How we cite our quotes: (Chapter.Paragraph)
Quote #4
"[For] two thousand and five hundred years we've been a colony. I don't say that in complaint; it's our fault. But even so we're worn out and exhausted." (4.85)
Fabrizio tries to explain to a visiting politician why he's not interested in becoming a senator for united Italy. Frankly, he feels as though his entire race of people is exhausted from thousands of years of being ruled by other people. It's in his blood, and he's got no fight left in him. Definitely not enough to become a politician.
Quote #5
"Sleep, my dear Chevalley, sleep, that is what Sicilians want, and they will always hate anyone who tries to wake them, even in order to bring them the most wonderful of gifts." (4.88)

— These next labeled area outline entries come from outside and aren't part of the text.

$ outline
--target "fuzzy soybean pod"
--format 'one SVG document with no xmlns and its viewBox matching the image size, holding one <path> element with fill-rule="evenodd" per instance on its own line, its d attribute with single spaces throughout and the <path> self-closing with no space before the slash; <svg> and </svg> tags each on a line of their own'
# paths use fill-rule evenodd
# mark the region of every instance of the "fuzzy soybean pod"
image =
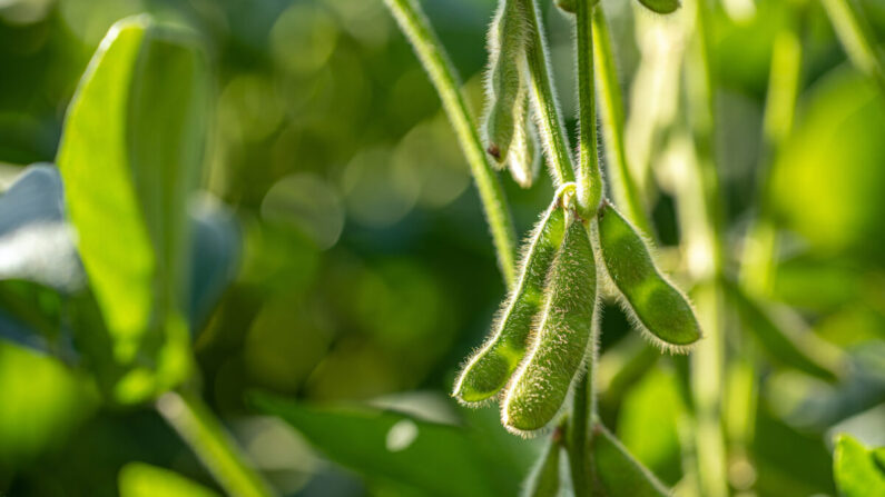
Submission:
<svg viewBox="0 0 885 497">
<path fill-rule="evenodd" d="M 646 9 L 656 13 L 672 13 L 679 8 L 679 0 L 639 0 Z"/>
<path fill-rule="evenodd" d="M 596 489 L 608 497 L 667 497 L 670 493 L 645 466 L 633 459 L 604 427 L 596 425 L 590 438 L 590 460 Z"/>
<path fill-rule="evenodd" d="M 560 411 L 587 355 L 596 305 L 593 249 L 572 216 L 550 269 L 532 350 L 507 389 L 501 418 L 508 430 L 528 435 Z"/>
<path fill-rule="evenodd" d="M 486 151 L 499 168 L 507 163 L 517 128 L 522 126 L 525 92 L 525 16 L 521 0 L 500 0 L 489 30 L 489 72 L 485 80 Z"/>
<path fill-rule="evenodd" d="M 688 351 L 701 337 L 688 298 L 658 271 L 648 245 L 620 212 L 604 202 L 598 218 L 602 259 L 635 325 L 661 348 Z"/>
<path fill-rule="evenodd" d="M 525 480 L 523 497 L 557 497 L 559 495 L 559 453 L 561 430 L 550 434 L 547 447 Z"/>
<path fill-rule="evenodd" d="M 513 180 L 522 188 L 531 188 L 541 169 L 541 155 L 538 147 L 538 133 L 530 116 L 528 92 L 523 92 L 521 101 L 522 122 L 514 131 L 513 145 L 507 163 Z"/>
<path fill-rule="evenodd" d="M 566 211 L 557 199 L 534 228 L 519 281 L 502 308 L 493 335 L 461 371 L 453 395 L 462 402 L 481 402 L 498 394 L 525 355 L 533 319 L 543 306 L 547 274 L 564 231 Z"/>
</svg>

According to Fabrizio, Sicilians just want peace and quiet. They don't want to work hard because they're not interested in making any money. They just want to live as cheaply and peacefully as possible, and they're not interested in any of the "progress" that modern, competitive people try to force on them.
Quote #6
"[Our] sensuality is a hankering for oblivion, our shooting and knifing a hankering for death; our laziness, our spiced and drugged sherbets, a hankering for voluptuous immobility, that is for death again." (4.88)
Fabrizio believes that deep down, all Sicilians are attracted to death. That doesn't mean that they all want to commit suicide. They just want to live with as little stimulation as possible. They want the intensity in their brains to be turned down as far as possible, which eventually brings them to a point that resembles death.